Nirvana’s ubiquitous “Nevermind” album cover features a naked baby as he floats underwater desperately grasping for money. It is on T-shirts worn by Instagram influencers, puzzles, posters and reissued CDs and records – like the one Nirvana plans to release this month.
For many, the long-controversial image represents a band synonymous with the 1990s. Many forget that the baby pictured has his own story. His name is Spencer Elden.
He never asked to be a pop culture icon. And he has nowhere to hide from what he considers the childhood exploitation that is being shared for profit in perpetuity. After 30 years, he is asking for empathy.
Does Spencer have right to protection?
Spencer recently filed a lawsuit asking Nirvana to restore his privacy and dignity. While it may come with uncomfortable implications for a legendary rock album, the law is clear: Spencer has a right to be protected.
Spencer’s privacy was taken before he could walk, talk or swim. Spencer had no capacity to consent or understand what was happening to him. The parents of the children in the infamous Lil Amber cases, a controversial website that marketed child “modeling,” put their kids at risk, but the production companies held the lion’s share of blame.
The same should apply here.
For many victims and survivors of complex trauma, coming to terms with the impact of their exploitation can be a gradual, nonlinear, lifelong process. For example, most survivors of childhood sexual abuse do not disclose what happened to them until age 52, according to CHILD USA, a national think tank for child protection.
Not surprisingly, Spencer endures daily psychological turmoil and the same fear of being recognized that other survivors experience.
Although Nirvana’s music changed the world, we cannot ignore the moment of reckoning that Spencer and other survivors deserve.
“Nevermind” includes a disturbing song that describes the abduction and rape of a child from the rapist’s perspective. In Spencer’s case, adults gagged him, submerged him underwater and took close-up pictures of his genitals.
The resulting image prominently accentuated a baby’s genitalia, and then the creators added a menacing fishhook and sexually provocative cash, to sell the image and create worldwide fame for a band that shot to stardom.
Freedom of expression doesn’t apply
There is a clear violation of Spencer’s privacy, dignity and well-being.
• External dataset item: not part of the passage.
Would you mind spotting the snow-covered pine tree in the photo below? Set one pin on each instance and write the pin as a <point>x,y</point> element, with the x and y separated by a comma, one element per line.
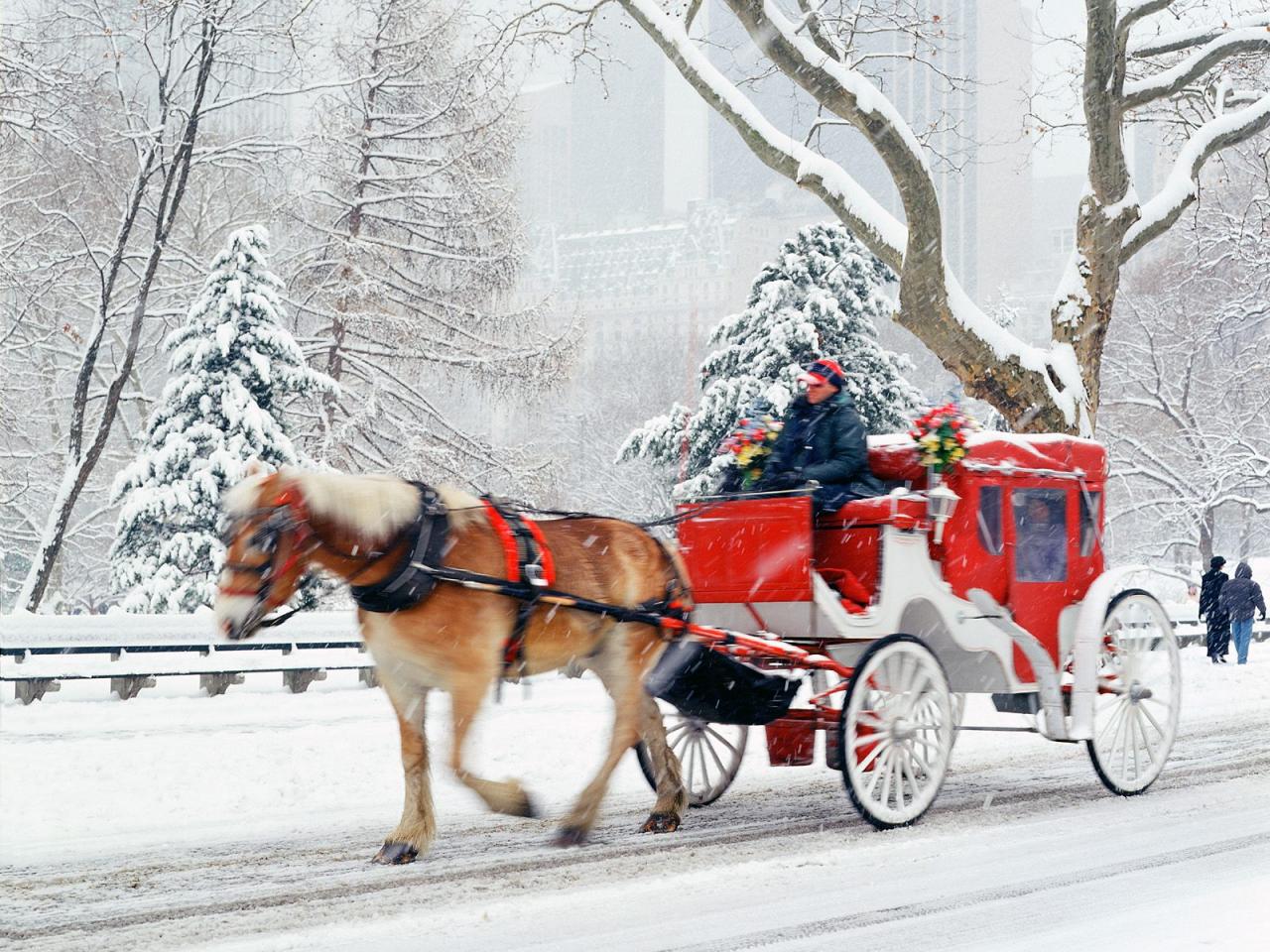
<point>820,298</point>
<point>234,368</point>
The U.S. Supreme Court recognizes that inherently innocent children deserve greater protections than adults.
In recreating the “Nevermind” photo as an adult, Spencer had no understanding of how it would affect him in future years. The notion that Spencer brought recognition on himself is simply victim-blaming.
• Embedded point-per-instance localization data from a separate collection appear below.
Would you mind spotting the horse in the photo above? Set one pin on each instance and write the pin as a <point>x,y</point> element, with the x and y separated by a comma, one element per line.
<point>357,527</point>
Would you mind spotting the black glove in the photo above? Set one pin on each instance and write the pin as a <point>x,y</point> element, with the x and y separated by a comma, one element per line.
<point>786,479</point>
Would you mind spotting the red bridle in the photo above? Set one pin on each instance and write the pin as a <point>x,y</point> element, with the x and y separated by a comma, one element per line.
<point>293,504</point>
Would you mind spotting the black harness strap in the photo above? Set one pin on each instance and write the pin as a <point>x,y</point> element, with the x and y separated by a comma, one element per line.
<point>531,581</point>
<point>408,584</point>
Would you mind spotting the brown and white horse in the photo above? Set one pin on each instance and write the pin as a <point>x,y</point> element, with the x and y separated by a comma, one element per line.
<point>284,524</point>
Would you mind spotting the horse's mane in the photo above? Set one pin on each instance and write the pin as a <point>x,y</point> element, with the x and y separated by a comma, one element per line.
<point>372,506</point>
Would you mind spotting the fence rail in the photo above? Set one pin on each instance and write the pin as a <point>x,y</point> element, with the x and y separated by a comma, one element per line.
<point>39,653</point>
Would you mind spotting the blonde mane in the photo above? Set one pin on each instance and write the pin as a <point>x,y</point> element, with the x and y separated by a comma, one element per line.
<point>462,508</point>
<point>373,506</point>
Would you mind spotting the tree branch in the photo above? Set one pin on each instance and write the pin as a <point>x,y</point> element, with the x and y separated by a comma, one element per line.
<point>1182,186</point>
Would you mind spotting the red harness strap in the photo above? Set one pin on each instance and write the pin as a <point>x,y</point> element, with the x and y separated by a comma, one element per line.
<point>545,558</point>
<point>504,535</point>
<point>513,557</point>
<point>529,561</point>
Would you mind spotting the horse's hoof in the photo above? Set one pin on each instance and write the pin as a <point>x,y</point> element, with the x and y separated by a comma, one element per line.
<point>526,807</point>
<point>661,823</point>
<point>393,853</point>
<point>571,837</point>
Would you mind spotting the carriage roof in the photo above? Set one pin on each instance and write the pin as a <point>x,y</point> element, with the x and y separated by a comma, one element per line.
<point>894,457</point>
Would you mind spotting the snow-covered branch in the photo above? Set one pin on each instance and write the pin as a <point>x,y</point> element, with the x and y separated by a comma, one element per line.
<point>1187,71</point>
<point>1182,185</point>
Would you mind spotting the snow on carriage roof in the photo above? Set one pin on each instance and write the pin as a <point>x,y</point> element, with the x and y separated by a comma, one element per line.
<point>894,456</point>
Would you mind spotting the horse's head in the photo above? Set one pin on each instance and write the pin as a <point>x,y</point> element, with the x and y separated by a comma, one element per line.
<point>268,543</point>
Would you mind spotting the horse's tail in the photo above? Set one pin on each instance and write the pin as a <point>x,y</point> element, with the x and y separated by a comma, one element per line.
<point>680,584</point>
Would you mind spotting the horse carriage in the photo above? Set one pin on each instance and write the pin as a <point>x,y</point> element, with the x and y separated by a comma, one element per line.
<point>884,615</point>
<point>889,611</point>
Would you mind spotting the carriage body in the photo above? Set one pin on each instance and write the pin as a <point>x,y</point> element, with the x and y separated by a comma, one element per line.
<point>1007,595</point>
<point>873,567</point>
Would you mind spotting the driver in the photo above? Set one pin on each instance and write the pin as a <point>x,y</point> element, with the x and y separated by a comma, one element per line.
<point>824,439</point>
Whether the viewer knows his identity is immaterial to Spencer’s painful awareness that it is him on the album cover for the entire world to see on merchandise, digital media and advertisements.
Critics glibly proclaim that since the damage is already done, past wrongs can never be redressed. The unfortunate reality is that Spencer faces the same fate as victims whose images will circulate beyond their death into eternity. What has changed is that kids in the digital age relate to Spencer’s overexposure, embarrassment and humiliation in ways that children from the ’90s could never imagine.
This is why Spencer’s lawsuit requesting redaction of his genitalia is as important now as it would have been 30 years ago. Society should finally recognize that a child’s privacy is not for sale.
Children’s safety online should take priority over profits. Perhaps “Nevermind” can now best be celebrated as an album, and iconic image, that raised awareness and understanding of the vulnerability and exploitation of children on and offline.
All kids deserve protection from the very real harms of worldwide exposure that are often just a click away.
Margaret E. Mabie is a managing associate at Marsh Law. Robert Y. Lewis is a senior counsel at Marsh Law.